Kedua adalah tepat nutrisi, artinya jangan makan berlebihan atau kekurangan. "Pedomannya
adalah gizi seimbang. Makanan harus lengkap mengandung 50-60 persen bahan makanan
sumber karbohidrat, 10-15 persen sumber protein, dan sekitar 20-30 persen bahan makanan
sumber lemak," ujarnya.

Perlu pula dihindari makanan dan minuman yang merangsang lambung, seperti rasa pedas,
asam, kopi, minuman bersoda, dan mengandung alkohol. Cukup waktu istirahat juga penting
sebagai upaya mengelola stres, yang menjadi salah satu pemicu meningkatnya jumlah
produksi asam lambung.

Untuk mereka yang berusia lanjut, perlu pengaturan makan lebih khusus: jumlah dan
jadwalnya. Sebab, fungsi saluran pencernaan mereka mulai menurun, termasuk berkurangnya
kerja enzim saluran pencernaan yang berfungsi mencerna bahan makanan. "Maka pada orang
lanjut usia sebaiknya mengikuti pola makan porsi kecil, tapi dengan jadwal makan yang lebih
sering."

Ketiga adalah tepat solusi. Pengobatan sakit lambung bisa dengan cara non-farmakologi,
seperti pengaturan gaya hidup dan pola makan sehat. Bisa juga dengan cara farmakologi,
yakni menggunakan obat-obatan untuk menekan produksi asam lambung atau membunuh
kuman yang menginfeksi lambung.

Untuk mengatasi serangan nyeri lambung tiba-tiba, konsumsilah obat antasida atau penetral
asam lambung, seperti hydrotalcite, yang bekerja langsung pada lambung dan melindungi
lambung lebih lama. Tapi, jika serangan terus berlanjut, segeralah menemui dokter. |

UTAMI WIDOWATI

Gejala Umum Sakit Maag


1. Nyeri perut atau lambung.
2. Kotoran atau tinja berwarna gelap. Ini adalah tanda bahwa terjadi perdarahan di
pencernaan, yang memerlukan bantuan medis sesegera mungkin.
3. Kehilangan selera makan.
4. Sakit kepala.
5. Mual dan muntah.
6. Memuntahkan material dengan darah atau berwarna, seperti ampas kopi.

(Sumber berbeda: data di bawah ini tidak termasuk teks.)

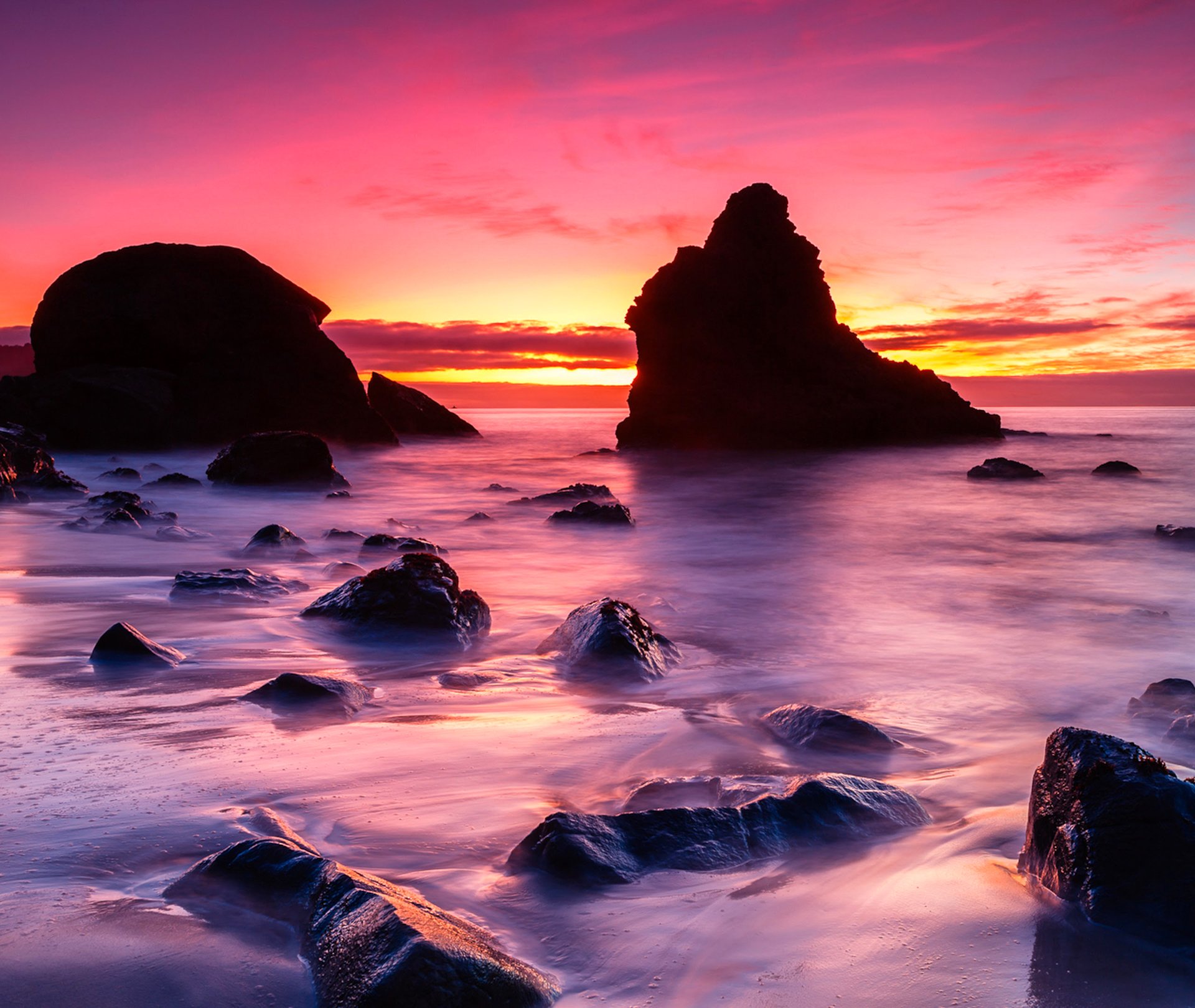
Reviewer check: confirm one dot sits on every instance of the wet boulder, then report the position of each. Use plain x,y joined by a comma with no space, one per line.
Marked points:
1112,829
610,637
418,592
610,849
587,513
287,458
410,411
368,943
126,645
1003,469
822,729
298,692
232,583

Pemeriksaan yang Dibutuhkan

Bila sakit lambung terus terjadi, meski sudah diobati, ada kemungkinan dokter akan
melakukan pemeriksaan berikut ini.
1. Pemeriksaan sinar-X untuk saluran pencernaan atas.
2. Endoskopi saluran pencernaan atas. Sebuah kabel kecil berujung kamera akan dimasukkan
melalui mulut atau kadang-kadang hidung hingga mencapai lambung untuk melihat kondisi
dinding lambung.
3. Tes darah. Dokter ada kemungkinan perlu menghitung jumlah sel darah merah. Bisa jadi
Anda mengalami anemia atau kekurangan sel darah merah akibat perdarahan yang terjadi di
lambung.
4. Pemeriksaan tinja untuk memutuskan ada-tidaknya darah dalam kotoran sebagai satu tanda
terjadinya perdarahan di salah satu saluran pencernaan. Tes ini juga menjadi cara untuk
mendeteksi ada-tidaknya infeksi Helicobacter pylori di saluran pencernaan.